El nuevo HUCA será un hospital sin papeles, uno de los temores de la plantilla.

El nuevo HUCA será un hospital sin papeles, uno de los temores de la plantilla.

Javier Fernández / Periodista. Cuando la plantilla de unos 5.000 trabajadores del Hospital Central de Asturias haya desembarcado al completo en La Cadellada, se habrán quedado por el camino 1.200. Así lo asegura CCOO, que denuncia que desde hace dos años se ejecuta una reducción que pagan los eventuales, a quienes no se renueva el contrato. Una estrategia que “no tiene el mismo coste político que echar a la gente a la calle”, destaca Gonzalo Gayol, secretario general de la Federación de Sanidad y Sectores Sociosanitarios del sindicato. El Sespa tiene muchas fugas de empleo.

Gayol destaca que apenas se reponen las jubilaciones y que esas plazas no se cubren, sino que se contratan trabajadores temporales. “Hay vacantes desiertas y se nombran eventuales para cubrirlas. Es el pan nuestro de cada día”, critica también Antonio Matador, secretario general del SIMPA, quien resalta que se vulneran así los criterios de publicidad, igualdad, mérito y capacidad. El Sespa, dice, se beneficia de esta forma de proceder de dos maneras. La primera es que puede designar para el puesto al profesional que desee sin que éste gane ningún concurso. No se produce ninguna convocatoria y tampoco hay ningún baremo que permita medir de forma objetiva la valía del profesional que se incorporará al hospital: “Los nombramientos a dedo son habituales”. Y la segunda se debe a que el candidato elegido no ostenta la titularidad de la plaza y puede despedirlo en cualquier momento, “cuando le dé la gana”. Bajas y vacaciones, resalta Matador, están en una situación muy similar a las jubilaciones y tampoco se reponen.

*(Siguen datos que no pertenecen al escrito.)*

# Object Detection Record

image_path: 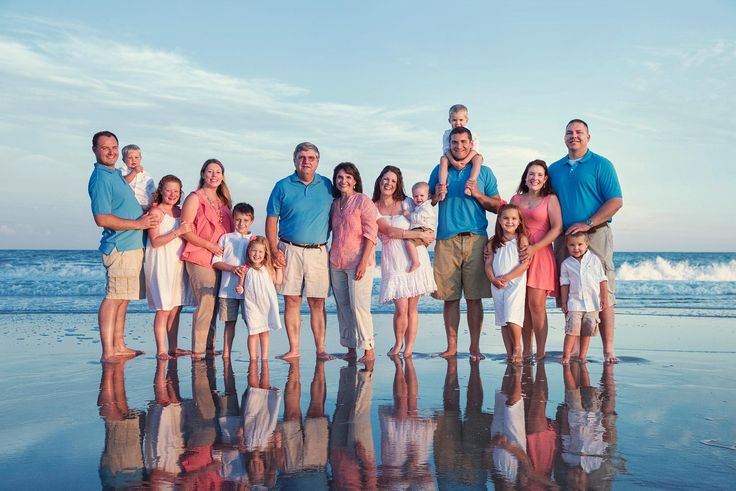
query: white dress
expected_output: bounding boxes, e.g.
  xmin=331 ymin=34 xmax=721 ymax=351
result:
xmin=378 ymin=198 xmax=437 ymax=303
xmin=243 ymin=266 xmax=281 ymax=336
xmin=144 ymin=213 xmax=196 ymax=310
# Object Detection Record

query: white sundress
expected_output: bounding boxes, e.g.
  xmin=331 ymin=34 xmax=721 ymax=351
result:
xmin=378 ymin=201 xmax=437 ymax=303
xmin=243 ymin=266 xmax=281 ymax=336
xmin=144 ymin=213 xmax=196 ymax=310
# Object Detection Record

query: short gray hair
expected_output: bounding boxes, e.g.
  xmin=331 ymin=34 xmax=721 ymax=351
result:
xmin=293 ymin=142 xmax=319 ymax=160
xmin=121 ymin=144 xmax=141 ymax=162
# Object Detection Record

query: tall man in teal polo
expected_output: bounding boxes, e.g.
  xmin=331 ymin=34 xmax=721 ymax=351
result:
xmin=429 ymin=128 xmax=501 ymax=361
xmin=87 ymin=131 xmax=160 ymax=362
xmin=549 ymin=119 xmax=624 ymax=363
xmin=266 ymin=142 xmax=333 ymax=360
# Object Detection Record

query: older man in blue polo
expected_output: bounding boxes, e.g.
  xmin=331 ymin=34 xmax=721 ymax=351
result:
xmin=266 ymin=142 xmax=333 ymax=360
xmin=549 ymin=119 xmax=624 ymax=363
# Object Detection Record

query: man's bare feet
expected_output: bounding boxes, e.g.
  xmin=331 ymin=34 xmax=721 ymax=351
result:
xmin=276 ymin=350 xmax=299 ymax=360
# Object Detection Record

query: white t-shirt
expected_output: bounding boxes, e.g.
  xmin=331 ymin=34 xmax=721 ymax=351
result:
xmin=212 ymin=232 xmax=253 ymax=298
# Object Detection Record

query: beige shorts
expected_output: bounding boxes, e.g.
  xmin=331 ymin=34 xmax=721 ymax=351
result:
xmin=102 ymin=249 xmax=146 ymax=300
xmin=278 ymin=241 xmax=330 ymax=298
xmin=554 ymin=225 xmax=616 ymax=307
xmin=432 ymin=234 xmax=491 ymax=300
xmin=565 ymin=311 xmax=601 ymax=336
xmin=218 ymin=298 xmax=243 ymax=322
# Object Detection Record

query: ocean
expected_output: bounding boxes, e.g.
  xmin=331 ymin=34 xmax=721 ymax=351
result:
xmin=0 ymin=250 xmax=736 ymax=318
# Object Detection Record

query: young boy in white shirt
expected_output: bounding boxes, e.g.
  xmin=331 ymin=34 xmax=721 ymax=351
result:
xmin=120 ymin=145 xmax=156 ymax=212
xmin=560 ymin=232 xmax=608 ymax=365
xmin=212 ymin=203 xmax=255 ymax=358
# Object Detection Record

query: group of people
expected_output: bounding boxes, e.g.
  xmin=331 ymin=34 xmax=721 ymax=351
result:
xmin=89 ymin=105 xmax=623 ymax=363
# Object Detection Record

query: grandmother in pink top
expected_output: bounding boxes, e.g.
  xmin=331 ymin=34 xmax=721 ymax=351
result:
xmin=330 ymin=162 xmax=378 ymax=363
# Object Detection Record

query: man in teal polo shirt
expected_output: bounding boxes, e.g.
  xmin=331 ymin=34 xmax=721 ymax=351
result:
xmin=87 ymin=131 xmax=159 ymax=362
xmin=429 ymin=127 xmax=501 ymax=361
xmin=549 ymin=119 xmax=624 ymax=363
xmin=266 ymin=142 xmax=333 ymax=360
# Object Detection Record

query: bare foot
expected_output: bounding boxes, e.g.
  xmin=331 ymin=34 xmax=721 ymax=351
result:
xmin=603 ymin=353 xmax=619 ymax=363
xmin=276 ymin=350 xmax=299 ymax=360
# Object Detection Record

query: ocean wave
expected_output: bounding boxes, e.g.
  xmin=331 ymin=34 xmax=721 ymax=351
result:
xmin=616 ymin=256 xmax=736 ymax=282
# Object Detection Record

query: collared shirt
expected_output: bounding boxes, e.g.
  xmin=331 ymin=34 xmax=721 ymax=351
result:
xmin=429 ymin=162 xmax=498 ymax=240
xmin=120 ymin=165 xmax=156 ymax=210
xmin=212 ymin=231 xmax=253 ymax=298
xmin=560 ymin=254 xmax=608 ymax=312
xmin=330 ymin=193 xmax=378 ymax=269
xmin=549 ymin=150 xmax=622 ymax=229
xmin=87 ymin=163 xmax=144 ymax=254
xmin=266 ymin=172 xmax=333 ymax=244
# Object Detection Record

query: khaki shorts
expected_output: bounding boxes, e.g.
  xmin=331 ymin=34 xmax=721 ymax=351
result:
xmin=102 ymin=249 xmax=146 ymax=300
xmin=278 ymin=241 xmax=330 ymax=298
xmin=565 ymin=311 xmax=601 ymax=336
xmin=554 ymin=225 xmax=616 ymax=307
xmin=218 ymin=298 xmax=243 ymax=322
xmin=432 ymin=234 xmax=491 ymax=300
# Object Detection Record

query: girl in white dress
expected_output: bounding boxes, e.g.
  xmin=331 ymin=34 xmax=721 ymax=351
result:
xmin=235 ymin=236 xmax=284 ymax=360
xmin=145 ymin=174 xmax=194 ymax=360
xmin=486 ymin=205 xmax=529 ymax=364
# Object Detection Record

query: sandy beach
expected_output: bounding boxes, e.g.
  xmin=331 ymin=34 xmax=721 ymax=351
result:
xmin=0 ymin=313 xmax=736 ymax=489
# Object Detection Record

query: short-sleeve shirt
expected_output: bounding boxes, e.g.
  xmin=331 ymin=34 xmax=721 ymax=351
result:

Y también ha habido despidos. La ropa del San Agustín de Avilés se venía lavando en Cabueñes pero la privatización del servicio a favor de una empresa cántabra (que se ha adjudicado también sábanas, pijamas, toallas y demás prendas del recién estrenado Álvarez-Buylla de Mieres) ha dejado en la calle a 17 empleados públicos. Los sindicatos sospechan que lo mismo puede ocurrir tras el traslado con el HUCA, donde  los servicios de limpieza ya han sido externalizados a Eulen. Esta empresa también se hará cargo de los trabajos de mantenimiento y los empleados que llevaban este tema en El Cristo pasarán al área sanitaria. Los trabajadores aún no conocen cómo funcionarán la cocina y la lavandería y creen que se está preparando el despido de las personas que emplea el Sespa en estas áreas.  A Carlos Ponte esto le parece muy preocupante. “¿Hasta dónde quieren privatizar? Yo creo que todo lo que puedan y más. Es poner el HUCA al servicio de las grandes multinacionales”.

Otro de los ajustes de este año lo protagonizó el Instituto Nacional de Silicosis. Pese a que el Principado logró una subvención de 72 millones de euros para el nuevo HUCA gracias a su carácter de centro nacional y a su excelencia, el Gobierno asturiano decidió adelantar el cierre del edificio que lo albergaba y trasladar su actividad (que ha ido descendiendo a medida que ha decaído la minería) a otras dependencias del complejo hospitalario de El Cristo, desde donde pronto se emprenderá una nueva mudanza hacia La Cadellada. La decisión fue muy criticada por el personal del hospital pero el consejero de Sanidad asegura que en las nuevas instalaciones el Instituto Nacional de Silicosis tendrá identidad y espacio propios.